Nu partijen het er over eens zijn dat van uitzetting van verzoeker behoort te worden afgezien, wijst de voorzieningenrechter de voorlopige voorziening toe en verbiedt verweerder om verzoeker uit te zetten tot vier weken nadat op het bezwaar is beslist.
Omdat het verzoek wordt toegewezen, krijgt verzoeker een vergoeding van de proceskosten die hij heeft gemaakt.
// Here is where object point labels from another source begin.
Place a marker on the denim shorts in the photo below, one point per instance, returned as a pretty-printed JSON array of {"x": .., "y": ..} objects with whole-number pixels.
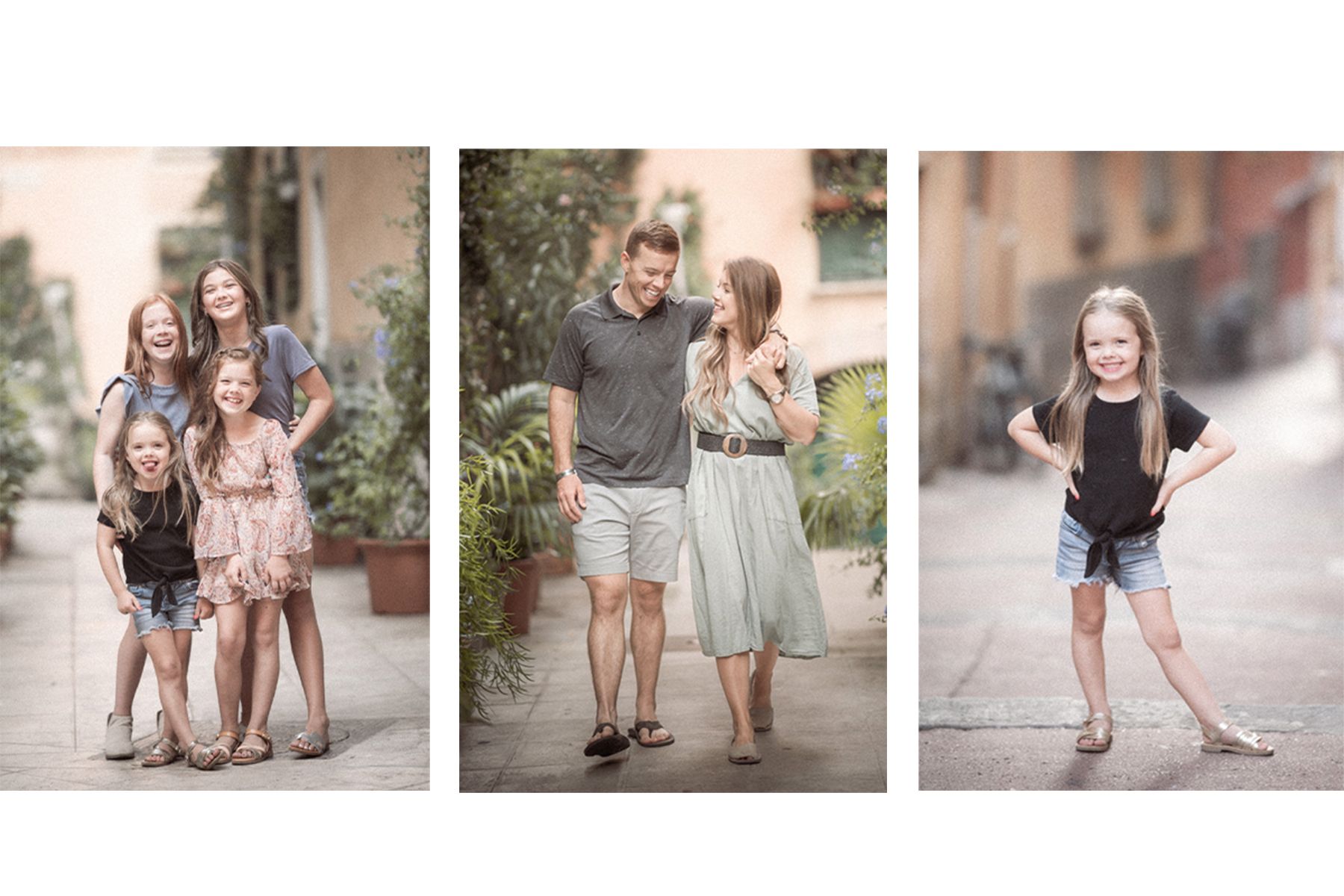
[
  {"x": 176, "y": 613},
  {"x": 1140, "y": 561}
]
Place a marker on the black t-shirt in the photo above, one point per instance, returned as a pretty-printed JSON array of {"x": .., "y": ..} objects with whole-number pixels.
[
  {"x": 161, "y": 550},
  {"x": 1115, "y": 494}
]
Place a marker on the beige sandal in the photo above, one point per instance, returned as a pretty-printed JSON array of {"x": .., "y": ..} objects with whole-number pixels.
[
  {"x": 1246, "y": 742},
  {"x": 1095, "y": 732}
]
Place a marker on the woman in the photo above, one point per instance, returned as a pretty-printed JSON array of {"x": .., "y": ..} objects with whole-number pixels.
[
  {"x": 226, "y": 312},
  {"x": 753, "y": 583}
]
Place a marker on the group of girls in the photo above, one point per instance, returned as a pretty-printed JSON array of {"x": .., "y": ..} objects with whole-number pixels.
[{"x": 202, "y": 489}]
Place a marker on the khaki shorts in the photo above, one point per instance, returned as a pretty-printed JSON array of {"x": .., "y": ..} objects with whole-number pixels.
[{"x": 635, "y": 531}]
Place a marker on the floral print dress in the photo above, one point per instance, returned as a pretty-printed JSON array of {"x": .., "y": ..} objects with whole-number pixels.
[{"x": 253, "y": 508}]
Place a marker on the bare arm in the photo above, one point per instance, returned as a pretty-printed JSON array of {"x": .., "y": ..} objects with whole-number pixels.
[
  {"x": 320, "y": 406},
  {"x": 1216, "y": 447},
  {"x": 109, "y": 428},
  {"x": 559, "y": 417}
]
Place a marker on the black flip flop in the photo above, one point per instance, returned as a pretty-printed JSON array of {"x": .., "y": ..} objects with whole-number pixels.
[
  {"x": 651, "y": 726},
  {"x": 608, "y": 746}
]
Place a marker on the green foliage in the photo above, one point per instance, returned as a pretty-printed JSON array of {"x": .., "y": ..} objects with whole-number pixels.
[
  {"x": 527, "y": 223},
  {"x": 508, "y": 435},
  {"x": 490, "y": 660},
  {"x": 843, "y": 479},
  {"x": 381, "y": 469},
  {"x": 19, "y": 454}
]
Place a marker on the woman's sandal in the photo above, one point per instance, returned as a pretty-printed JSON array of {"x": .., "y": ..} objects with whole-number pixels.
[
  {"x": 1246, "y": 742},
  {"x": 159, "y": 756},
  {"x": 255, "y": 754},
  {"x": 1095, "y": 732},
  {"x": 220, "y": 755}
]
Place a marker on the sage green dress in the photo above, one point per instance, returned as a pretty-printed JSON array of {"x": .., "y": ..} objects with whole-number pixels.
[{"x": 752, "y": 573}]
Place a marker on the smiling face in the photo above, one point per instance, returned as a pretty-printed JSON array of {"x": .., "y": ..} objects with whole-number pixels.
[
  {"x": 235, "y": 388},
  {"x": 648, "y": 276},
  {"x": 1112, "y": 349},
  {"x": 148, "y": 449}
]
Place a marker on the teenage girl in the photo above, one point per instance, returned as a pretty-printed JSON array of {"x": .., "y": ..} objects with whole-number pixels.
[
  {"x": 154, "y": 379},
  {"x": 148, "y": 509},
  {"x": 252, "y": 538},
  {"x": 1109, "y": 435},
  {"x": 226, "y": 312}
]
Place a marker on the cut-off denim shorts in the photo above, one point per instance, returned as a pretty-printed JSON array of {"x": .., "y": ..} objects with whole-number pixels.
[
  {"x": 175, "y": 613},
  {"x": 1140, "y": 561}
]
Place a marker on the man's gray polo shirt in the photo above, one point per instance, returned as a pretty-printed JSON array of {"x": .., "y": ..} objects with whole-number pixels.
[{"x": 631, "y": 376}]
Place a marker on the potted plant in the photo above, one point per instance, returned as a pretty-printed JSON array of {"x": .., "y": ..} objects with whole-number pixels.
[
  {"x": 508, "y": 432},
  {"x": 381, "y": 467},
  {"x": 19, "y": 455}
]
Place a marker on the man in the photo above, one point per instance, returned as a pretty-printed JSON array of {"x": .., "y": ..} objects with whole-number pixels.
[{"x": 625, "y": 487}]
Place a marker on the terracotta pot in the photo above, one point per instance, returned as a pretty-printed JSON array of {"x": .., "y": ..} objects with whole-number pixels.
[
  {"x": 398, "y": 574},
  {"x": 522, "y": 595},
  {"x": 335, "y": 553}
]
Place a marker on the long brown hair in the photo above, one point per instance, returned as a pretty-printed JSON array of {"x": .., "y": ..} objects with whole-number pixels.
[
  {"x": 756, "y": 285},
  {"x": 205, "y": 336},
  {"x": 1068, "y": 417},
  {"x": 137, "y": 361},
  {"x": 210, "y": 433},
  {"x": 120, "y": 496}
]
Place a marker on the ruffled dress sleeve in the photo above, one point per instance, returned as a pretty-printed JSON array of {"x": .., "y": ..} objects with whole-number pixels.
[
  {"x": 290, "y": 531},
  {"x": 217, "y": 531}
]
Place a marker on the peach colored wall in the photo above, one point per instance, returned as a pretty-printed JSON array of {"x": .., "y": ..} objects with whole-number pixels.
[
  {"x": 754, "y": 203},
  {"x": 93, "y": 217}
]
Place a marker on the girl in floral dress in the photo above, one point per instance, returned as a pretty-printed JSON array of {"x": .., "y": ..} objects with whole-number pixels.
[{"x": 250, "y": 541}]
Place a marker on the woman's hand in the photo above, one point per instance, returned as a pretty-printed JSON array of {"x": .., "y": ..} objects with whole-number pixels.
[
  {"x": 127, "y": 602},
  {"x": 279, "y": 574}
]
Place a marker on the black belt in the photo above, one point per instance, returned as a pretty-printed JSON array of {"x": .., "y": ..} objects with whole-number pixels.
[{"x": 735, "y": 445}]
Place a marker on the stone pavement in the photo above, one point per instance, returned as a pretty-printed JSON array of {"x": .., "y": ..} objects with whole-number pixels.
[
  {"x": 60, "y": 632},
  {"x": 831, "y": 714},
  {"x": 1254, "y": 555}
]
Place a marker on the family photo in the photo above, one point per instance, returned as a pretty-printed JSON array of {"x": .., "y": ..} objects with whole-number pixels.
[
  {"x": 1130, "y": 367},
  {"x": 673, "y": 449},
  {"x": 215, "y": 382}
]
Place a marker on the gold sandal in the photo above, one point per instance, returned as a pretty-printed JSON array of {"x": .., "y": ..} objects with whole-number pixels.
[
  {"x": 1248, "y": 742},
  {"x": 1095, "y": 732}
]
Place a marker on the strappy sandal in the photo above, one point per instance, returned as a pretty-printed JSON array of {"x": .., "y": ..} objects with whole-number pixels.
[
  {"x": 651, "y": 726},
  {"x": 744, "y": 754},
  {"x": 1248, "y": 742},
  {"x": 159, "y": 756},
  {"x": 1095, "y": 732},
  {"x": 255, "y": 754},
  {"x": 220, "y": 755},
  {"x": 608, "y": 746}
]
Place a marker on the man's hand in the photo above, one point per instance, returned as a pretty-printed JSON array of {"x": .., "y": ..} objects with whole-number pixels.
[{"x": 570, "y": 496}]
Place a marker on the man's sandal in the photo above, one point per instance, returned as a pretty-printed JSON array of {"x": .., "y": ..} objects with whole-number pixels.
[
  {"x": 1245, "y": 742},
  {"x": 651, "y": 726},
  {"x": 608, "y": 746},
  {"x": 1095, "y": 732},
  {"x": 253, "y": 754},
  {"x": 159, "y": 756}
]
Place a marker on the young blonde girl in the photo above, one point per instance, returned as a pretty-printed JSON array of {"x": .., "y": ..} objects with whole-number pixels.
[
  {"x": 148, "y": 508},
  {"x": 250, "y": 541},
  {"x": 154, "y": 378},
  {"x": 1110, "y": 435}
]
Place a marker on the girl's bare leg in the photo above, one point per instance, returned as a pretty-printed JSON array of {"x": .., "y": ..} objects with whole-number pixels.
[
  {"x": 734, "y": 673},
  {"x": 131, "y": 667},
  {"x": 1089, "y": 660},
  {"x": 1154, "y": 610}
]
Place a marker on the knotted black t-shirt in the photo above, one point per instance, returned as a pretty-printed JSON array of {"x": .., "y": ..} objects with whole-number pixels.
[{"x": 1115, "y": 494}]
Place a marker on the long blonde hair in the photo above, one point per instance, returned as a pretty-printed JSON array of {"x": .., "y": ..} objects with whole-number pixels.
[
  {"x": 1068, "y": 418},
  {"x": 120, "y": 497},
  {"x": 756, "y": 285},
  {"x": 210, "y": 435},
  {"x": 137, "y": 361}
]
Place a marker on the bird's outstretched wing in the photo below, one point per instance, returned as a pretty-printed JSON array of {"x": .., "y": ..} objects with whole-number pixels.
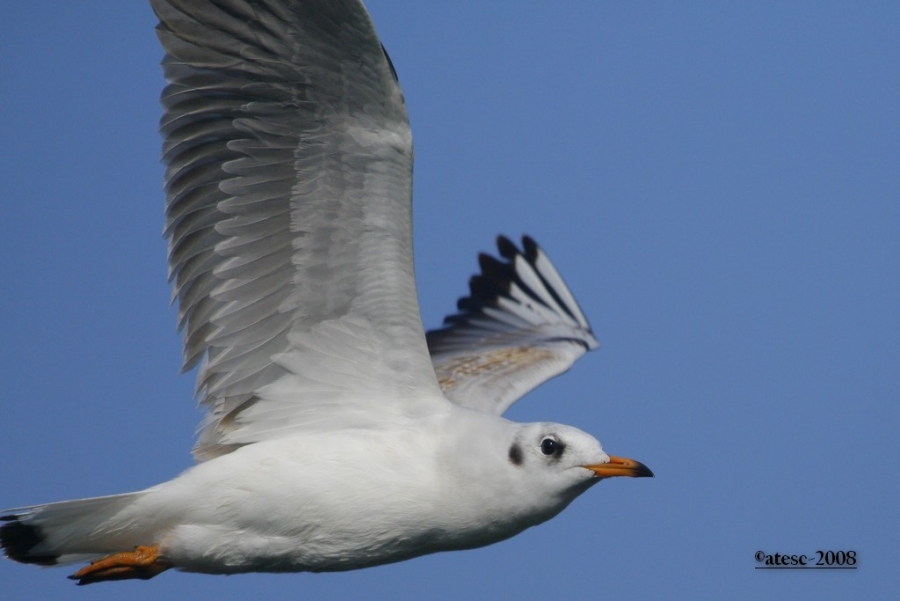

Deze kosten stelt de voorzieningenrechter op grond van het Besluit proceskosten bestuursrecht voor de door een derde beroepsmatig verleende bijstand vast op € 759,- (1 punt voor het indienen van het verzoekschrift met een waarde per punt van € 759,- en een wegingsfactor 1).

Beslissing

De voorzieningenrechter:
- wijst het verzoek om een voorlopige voorziening toe;
- verbiedt verweerder verzoeker uit Nederland te verwijderen tot 4 weken nadat op het bezwaar is beslist;
- veroordeelt verweerder in de proceskosten tot een bedrag van € 759,-.
Deze uitspraak is gedaan door mr. C.M. Dijksterhuis, voorzieningenrechter, in aanwezigheid van mr. S. Sari, griffier.
griffier
rechter
Een afschrift van deze uitspraak is verzonden aan partijen op:

Rechtsmiddel

Tegen deze uitspraak staat geen hoger beroep of verzet open.